Abstract:Perceptual metrics, like the Fr\'echet Inception Distance (FID), are widely used to assess the similarity between synthetically generated and ground truth (real) images. The key idea behind these metrics is to compute errors in a deep feature space that captures perceptually and semantically rich image features. Despite their popularity, the effect that different deep features and their design choices have on a perceptual metric has not been well studied. In this work, we perform a causal analysis linking differences in semantic attributes and distortions between face image distributions to Fr\'echet distances (FD) using several popular deep feature spaces. A key component of our analysis is the creation of synthetic counterfactual faces using deep face generators. Our experiments show that the FD is heavily influenced by its feature space's training dataset and objective function.
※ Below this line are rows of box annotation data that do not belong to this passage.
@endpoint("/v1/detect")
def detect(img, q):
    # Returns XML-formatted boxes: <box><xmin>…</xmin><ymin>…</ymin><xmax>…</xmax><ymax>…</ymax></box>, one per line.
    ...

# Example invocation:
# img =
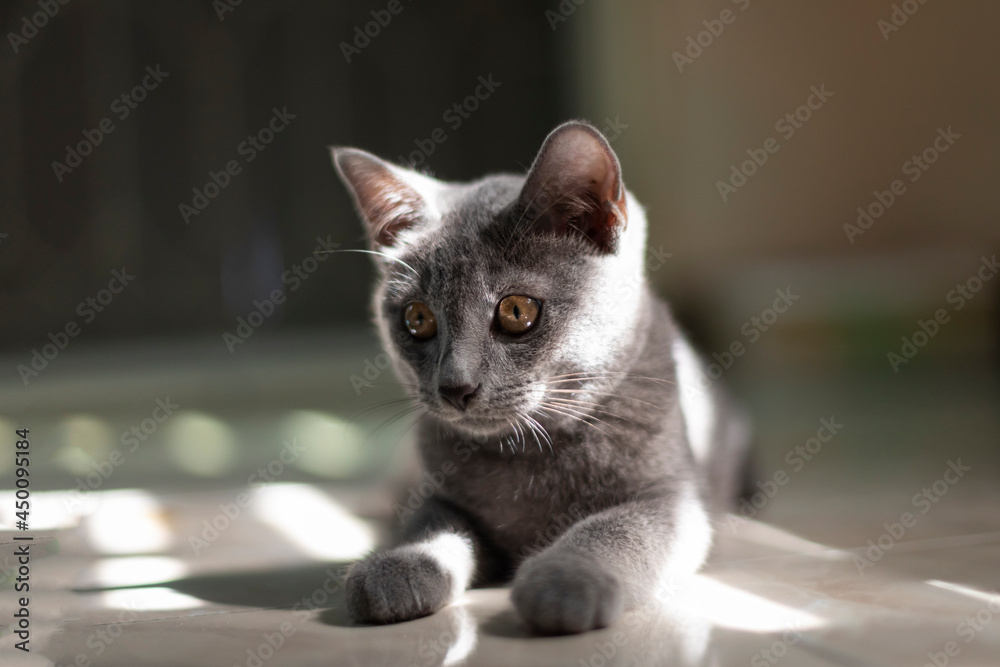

For example, FD using features extracted from ImageNet-trained models heavily emphasize hats over regions like the eyes and mouth. Moreover, FD using features from a face gender classifier emphasize hair length more than distances in an identity (recognition) feature space. Finally, we evaluate several popular face generation models across feature spaces and find that StyleGAN2 consistently ranks higher than other face generators, except with respect to identity (recognition) features. This suggests the need for considering multiple feature spaces when evaluating generative models and using feature spaces that are tuned to nuances of the domain of interest.